The FCE was administered by either a physiotherapist or occupational therapist experienced in the FCE procedure. All therapists had done at least 10 FCEs per year during the least 5 years. The final report was then confirmed by one of two rehabilitation physicians with 5–10 years of experience in performing FCE. Both physicians had performed approximately 50 to 80 FCEs per year during the least 5 years. All therapists and rehabilitation physicians were trained and certified to perform the WorkWell Systems FCE.
Measures
Self-reported functional ability
Our primary outcome was the Spinal Function Sort (SFS). The SFS is a picture-based questionnaire, including 50 items that assess the patient’s ability to perform various work tasks and instrumental activities of daily living (for example, picking up a small tool, lifting a 10 kg tool box, or climbing a ladder) [16, 21, 22]. The SFS was originated in the 1980s to assess self-reported function capacity in low back pain patients. However, the SFS has been reported to be valid and reliable also in patients with other musculoskeletal problems including whiplash injuries and trauma [22, 23]. Moreover, the SFS was shown to be a predictor of return-to-work [16]. Items are 5-point scaled from “unable” to “able”. A total score was calculated ranging from 0–200 points, with higher scores indicating better perceived functional capacity. The SFS was completed by the patient before testing and a second time after the FCE was finalized on the second day. This immediate assessment was used to reduce the effect of other treatments.
Other variables
We additionally assessed age, sex and time between injury and start of the rehabilitation program to describe the samples. All data generated or analyzed during this study are included in this published article and its supplementary information files.
Statistics
Patient cohorts were described with absolute frequencies, means, medians and 95% confidence intervals (CIs) plus corresponding graphs (box and whisker plots, density plots, scatterplots).

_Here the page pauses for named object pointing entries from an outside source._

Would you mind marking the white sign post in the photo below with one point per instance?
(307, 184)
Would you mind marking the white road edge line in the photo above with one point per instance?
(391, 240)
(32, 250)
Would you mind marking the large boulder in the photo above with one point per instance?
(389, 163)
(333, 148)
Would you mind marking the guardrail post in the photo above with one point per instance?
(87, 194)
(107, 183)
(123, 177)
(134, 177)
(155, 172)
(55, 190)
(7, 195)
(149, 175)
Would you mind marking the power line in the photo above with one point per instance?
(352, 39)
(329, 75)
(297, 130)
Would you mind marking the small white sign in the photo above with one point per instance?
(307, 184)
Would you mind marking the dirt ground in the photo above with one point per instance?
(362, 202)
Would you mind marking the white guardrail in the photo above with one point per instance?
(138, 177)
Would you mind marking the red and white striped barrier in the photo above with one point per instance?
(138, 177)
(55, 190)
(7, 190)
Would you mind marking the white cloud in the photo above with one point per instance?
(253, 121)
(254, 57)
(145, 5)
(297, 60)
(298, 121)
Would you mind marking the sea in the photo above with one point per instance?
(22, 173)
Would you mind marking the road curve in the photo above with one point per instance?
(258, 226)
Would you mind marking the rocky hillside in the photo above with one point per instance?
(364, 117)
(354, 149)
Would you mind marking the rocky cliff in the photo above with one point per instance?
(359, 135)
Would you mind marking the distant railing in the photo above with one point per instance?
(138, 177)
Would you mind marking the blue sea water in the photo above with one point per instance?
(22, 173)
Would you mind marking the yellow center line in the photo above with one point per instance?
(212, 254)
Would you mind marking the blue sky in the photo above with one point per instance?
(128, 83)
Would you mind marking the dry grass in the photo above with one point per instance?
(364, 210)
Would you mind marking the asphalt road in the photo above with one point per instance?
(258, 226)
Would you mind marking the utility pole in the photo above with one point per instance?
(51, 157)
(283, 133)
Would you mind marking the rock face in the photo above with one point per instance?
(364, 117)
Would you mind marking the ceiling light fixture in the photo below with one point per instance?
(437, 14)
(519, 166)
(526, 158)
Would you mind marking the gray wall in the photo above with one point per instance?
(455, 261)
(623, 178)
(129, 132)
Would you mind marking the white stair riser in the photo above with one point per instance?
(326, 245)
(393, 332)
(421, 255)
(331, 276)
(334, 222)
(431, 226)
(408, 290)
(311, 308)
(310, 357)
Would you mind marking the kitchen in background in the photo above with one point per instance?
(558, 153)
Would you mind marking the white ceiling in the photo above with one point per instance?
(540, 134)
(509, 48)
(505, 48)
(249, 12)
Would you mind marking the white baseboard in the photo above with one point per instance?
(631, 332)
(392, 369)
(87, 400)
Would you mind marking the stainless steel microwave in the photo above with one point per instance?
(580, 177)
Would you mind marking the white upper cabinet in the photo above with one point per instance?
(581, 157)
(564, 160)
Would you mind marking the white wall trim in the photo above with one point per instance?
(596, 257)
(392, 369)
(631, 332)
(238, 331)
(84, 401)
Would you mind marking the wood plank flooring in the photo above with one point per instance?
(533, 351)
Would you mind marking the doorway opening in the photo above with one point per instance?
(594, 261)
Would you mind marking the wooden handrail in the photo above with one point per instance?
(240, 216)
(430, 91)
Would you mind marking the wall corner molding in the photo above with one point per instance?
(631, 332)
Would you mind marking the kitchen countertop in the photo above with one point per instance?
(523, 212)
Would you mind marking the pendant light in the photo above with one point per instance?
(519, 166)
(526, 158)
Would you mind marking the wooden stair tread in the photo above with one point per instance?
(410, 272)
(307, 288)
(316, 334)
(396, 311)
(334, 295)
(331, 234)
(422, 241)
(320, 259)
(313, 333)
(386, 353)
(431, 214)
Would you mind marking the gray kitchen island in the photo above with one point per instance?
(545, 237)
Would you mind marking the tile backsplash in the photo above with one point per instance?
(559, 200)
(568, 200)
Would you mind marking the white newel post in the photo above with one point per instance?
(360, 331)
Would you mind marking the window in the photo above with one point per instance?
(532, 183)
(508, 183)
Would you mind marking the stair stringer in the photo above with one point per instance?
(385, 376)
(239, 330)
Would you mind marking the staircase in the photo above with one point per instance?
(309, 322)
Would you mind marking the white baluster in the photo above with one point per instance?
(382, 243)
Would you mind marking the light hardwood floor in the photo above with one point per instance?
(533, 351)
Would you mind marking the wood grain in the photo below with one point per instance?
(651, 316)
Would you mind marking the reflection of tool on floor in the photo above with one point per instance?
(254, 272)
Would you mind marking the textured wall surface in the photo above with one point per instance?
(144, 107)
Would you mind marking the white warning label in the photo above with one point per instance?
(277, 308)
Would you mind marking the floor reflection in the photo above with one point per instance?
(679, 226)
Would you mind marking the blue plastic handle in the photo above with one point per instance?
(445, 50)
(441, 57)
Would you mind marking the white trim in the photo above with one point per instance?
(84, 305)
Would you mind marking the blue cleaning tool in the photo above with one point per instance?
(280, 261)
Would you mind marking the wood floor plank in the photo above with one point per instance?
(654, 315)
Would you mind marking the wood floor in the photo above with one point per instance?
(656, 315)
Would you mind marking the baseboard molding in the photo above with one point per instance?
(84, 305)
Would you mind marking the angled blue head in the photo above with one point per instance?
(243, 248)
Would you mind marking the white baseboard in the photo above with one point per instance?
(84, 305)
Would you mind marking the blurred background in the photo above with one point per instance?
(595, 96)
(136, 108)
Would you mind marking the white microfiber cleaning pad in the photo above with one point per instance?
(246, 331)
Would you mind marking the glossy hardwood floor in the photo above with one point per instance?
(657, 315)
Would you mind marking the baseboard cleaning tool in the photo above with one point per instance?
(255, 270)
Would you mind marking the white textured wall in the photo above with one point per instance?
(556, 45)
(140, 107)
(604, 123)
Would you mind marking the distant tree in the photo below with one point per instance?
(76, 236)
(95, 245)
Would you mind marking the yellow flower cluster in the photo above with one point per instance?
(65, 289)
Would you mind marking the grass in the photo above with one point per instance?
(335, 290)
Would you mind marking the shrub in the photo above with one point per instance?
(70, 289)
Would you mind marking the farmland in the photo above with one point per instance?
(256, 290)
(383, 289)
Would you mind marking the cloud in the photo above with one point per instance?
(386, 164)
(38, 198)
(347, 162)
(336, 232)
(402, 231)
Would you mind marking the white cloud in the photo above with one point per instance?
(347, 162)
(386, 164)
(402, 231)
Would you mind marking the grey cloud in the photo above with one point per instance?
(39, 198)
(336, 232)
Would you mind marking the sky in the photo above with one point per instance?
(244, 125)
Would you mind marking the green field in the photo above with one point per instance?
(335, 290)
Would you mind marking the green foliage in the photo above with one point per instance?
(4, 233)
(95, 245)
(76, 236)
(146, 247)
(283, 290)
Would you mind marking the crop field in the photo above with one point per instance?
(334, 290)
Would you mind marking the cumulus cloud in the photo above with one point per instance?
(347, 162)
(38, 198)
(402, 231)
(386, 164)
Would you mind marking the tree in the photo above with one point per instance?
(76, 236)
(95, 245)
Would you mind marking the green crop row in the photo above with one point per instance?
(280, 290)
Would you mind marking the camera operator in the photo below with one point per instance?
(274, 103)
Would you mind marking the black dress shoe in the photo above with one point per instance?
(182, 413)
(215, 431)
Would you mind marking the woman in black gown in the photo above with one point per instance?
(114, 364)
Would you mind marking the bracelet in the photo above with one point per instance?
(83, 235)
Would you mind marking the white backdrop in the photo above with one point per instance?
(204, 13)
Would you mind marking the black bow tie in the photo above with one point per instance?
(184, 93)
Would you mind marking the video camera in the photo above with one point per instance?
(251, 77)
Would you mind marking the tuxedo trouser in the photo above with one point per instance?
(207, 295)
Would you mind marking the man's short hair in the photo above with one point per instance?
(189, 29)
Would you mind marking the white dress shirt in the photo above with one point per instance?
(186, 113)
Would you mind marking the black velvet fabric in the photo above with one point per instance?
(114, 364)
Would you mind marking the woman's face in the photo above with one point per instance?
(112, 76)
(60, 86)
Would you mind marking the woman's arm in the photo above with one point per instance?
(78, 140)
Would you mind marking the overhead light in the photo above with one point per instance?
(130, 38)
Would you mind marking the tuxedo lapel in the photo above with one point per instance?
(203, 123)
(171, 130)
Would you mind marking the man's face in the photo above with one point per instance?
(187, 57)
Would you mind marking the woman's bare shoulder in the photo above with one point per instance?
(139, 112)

Our approach of statistical analysis in the present replication study did not aim to gain non-significant p-values. We mainly compared the figures of the first cohort and their associated 95% confidence intervals, with estimates for the two subsequent cohorts. In more detail, reproducibility of findings of the first cohort in the two succeeding cohorts was analyzed in a number of ways. For rank correlation analysis based on scatterplots including straight linear regression lines we calculated Spearman’s rs. Reproducibility was achieved when Spearman’s rs of every cohort was included in the 95% CIs of the other cohorts as described by Zou [24]. For comparison of regression estimates we calculated regression slopes and considered reproducibility if the slope of every cohort was included in the 95% CIs of the other cohorts. For graphic analysis of reproducibility, we used Bland–Altman scatterplots with corresponding data ellipse density plots. Reproducibility was determined when confidence intervals for 95% limits of agreement of straight regression lines overlapped.
Although we primarily inspected the overlap of the confidence intervals, we additionally calculated hypothesis tests to present further evidence of reproducibility. We used Fisher’s exact test for categorical variables and the Kruskal–Wallis H test for continuous variables. We also compared the slopes for regressing posttest SFS scores on pretest SFS scores using an analysis of variance with Tukey’s p-value adjustment. For hypothesis tests the type I error was set to 20%, and reproducibility was achieved when the probability of error exceeded 20%.
Statistical and graphical analyses were performed using the basic version of R 3.6.1 with dedicated standard packages (car, bestNormalize, boot, cocor, psych and lsmeans). We have provided our data as Supplementary File 1.